PUBLISHED: 15:27 13 August 2020 | UPDATED: 15:41 13 August 2020

Chris van Schaick is our resident Meon Valley Man credit Stéphane Rocher

Chris van Schaick is our resident Meon Valley Man credit Stéphane Rocher

© 2009 Stéphane Rocher Photography

Our columnist Chris van Schaick shares some of his children’s most embarrassing moments

AFC Bournemouth were playing at Wembley. It’s a day that will always be tinged for me with both laughter and embarrassment.

It was the final of the Football League Trophy and I had managed to get on the corporate hospitality guest list.

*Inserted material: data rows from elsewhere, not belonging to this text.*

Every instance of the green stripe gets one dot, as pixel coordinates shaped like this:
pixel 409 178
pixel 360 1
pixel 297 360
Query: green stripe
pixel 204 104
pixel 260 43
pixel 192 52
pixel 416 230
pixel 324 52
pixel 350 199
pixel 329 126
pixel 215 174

My son was seven at the time and his interest in football was just awakening. So, after checking with the authorities, I made him my plus one.

Once at the stadium, we sat down to a pre-match lunch with the big wigs from the local Rover car dealership, who I think were team sponsors at the time.

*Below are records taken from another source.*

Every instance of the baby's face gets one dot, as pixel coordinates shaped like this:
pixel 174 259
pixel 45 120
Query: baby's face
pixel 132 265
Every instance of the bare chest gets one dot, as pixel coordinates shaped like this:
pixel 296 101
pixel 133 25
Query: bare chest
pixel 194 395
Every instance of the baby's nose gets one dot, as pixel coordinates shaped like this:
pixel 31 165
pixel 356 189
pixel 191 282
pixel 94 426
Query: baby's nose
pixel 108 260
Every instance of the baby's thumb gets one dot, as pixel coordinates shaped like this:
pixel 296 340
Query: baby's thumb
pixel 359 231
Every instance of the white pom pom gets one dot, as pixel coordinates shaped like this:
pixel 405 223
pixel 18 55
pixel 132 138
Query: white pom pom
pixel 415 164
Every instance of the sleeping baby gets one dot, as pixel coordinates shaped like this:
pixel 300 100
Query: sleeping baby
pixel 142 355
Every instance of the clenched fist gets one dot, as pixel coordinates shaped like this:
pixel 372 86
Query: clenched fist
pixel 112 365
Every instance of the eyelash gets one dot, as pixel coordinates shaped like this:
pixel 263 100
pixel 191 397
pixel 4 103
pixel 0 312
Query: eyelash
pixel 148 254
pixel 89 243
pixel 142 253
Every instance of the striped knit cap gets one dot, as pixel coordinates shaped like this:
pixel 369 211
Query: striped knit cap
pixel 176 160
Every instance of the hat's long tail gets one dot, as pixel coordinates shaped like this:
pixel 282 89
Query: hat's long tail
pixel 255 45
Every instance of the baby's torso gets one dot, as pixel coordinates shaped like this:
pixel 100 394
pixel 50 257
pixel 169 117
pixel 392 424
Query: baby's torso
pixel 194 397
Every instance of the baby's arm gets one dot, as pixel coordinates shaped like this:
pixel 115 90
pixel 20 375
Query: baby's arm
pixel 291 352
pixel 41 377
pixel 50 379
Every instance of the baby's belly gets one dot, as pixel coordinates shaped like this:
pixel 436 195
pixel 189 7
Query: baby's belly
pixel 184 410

I introduced my son to the dealership’s main man. The boy cut to the heart of the matter as only a seven-year-old can. “Oh, my Mummy hates Rovers. She says they’re not stylish,” he piped up, helpfully trying to find some conversational starting ground.

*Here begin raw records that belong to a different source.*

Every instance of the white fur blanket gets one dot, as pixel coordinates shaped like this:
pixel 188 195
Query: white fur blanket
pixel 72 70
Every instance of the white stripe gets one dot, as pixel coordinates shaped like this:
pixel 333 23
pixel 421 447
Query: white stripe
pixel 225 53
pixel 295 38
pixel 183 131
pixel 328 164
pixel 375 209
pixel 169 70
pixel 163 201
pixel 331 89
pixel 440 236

The Rover man was very big about it and laughed it off. But my mind has recently gone back to that cup final day, as I’ve watched all the unscheduled appearances of children on Zoom work calls. The best I’ve seen was young Scarlett on BBC News, as she looked for the best place for her unicorn picture, while Mummy talked seriously about COVID-19. Children causing embarrassment in grown-up conversations now seems to be a category all of its own on social media.

The planned September re-opening of schools may stop all this in its tracks. But it won’t stop children being blunt in social situations.

We were once staying the weekend with friends who had young children. It had been going very well. Then, at Sunday breakfast, their small daughter solemnly made an announcement to Mrs. v. S. “My Mummy says you wear too much make up,” she said. In a stunned silence broken only by the clink of coffee cups on saucers, there were very few places for Mummy to go.

It may have been karmic pay back for the indiscretions of Mrs. v.S’ younger brother, as a small boy. Legend has it that once, when he was out with his mum in a department store, he pointed at a fellow shopper and asked in that loud toddler voice, “Why is that lady so fat?”

Meanwhile, pity our family friend Kate. Her son pieced together enough from overhead conversations to know that Mummy had something called a sex toy – actually given to her as a joke by his school friend’s mum. He briefed said friend, who then shared this knowledge with teacher in front of the whole class. And at the school cake sale, when Kate’s contributions were being admired, she tried to dissemble about whether the cakes were home-baked. Eldest daughter shot that one down. “Oh, she bought them in a shop,” came the young one’s clarification. “The box is in the car.”

My own nephew takes some beating though. He once shared far too much information with his childminder when he announced to her, “I’ve got a little willy, but my daddy’s got a big one.”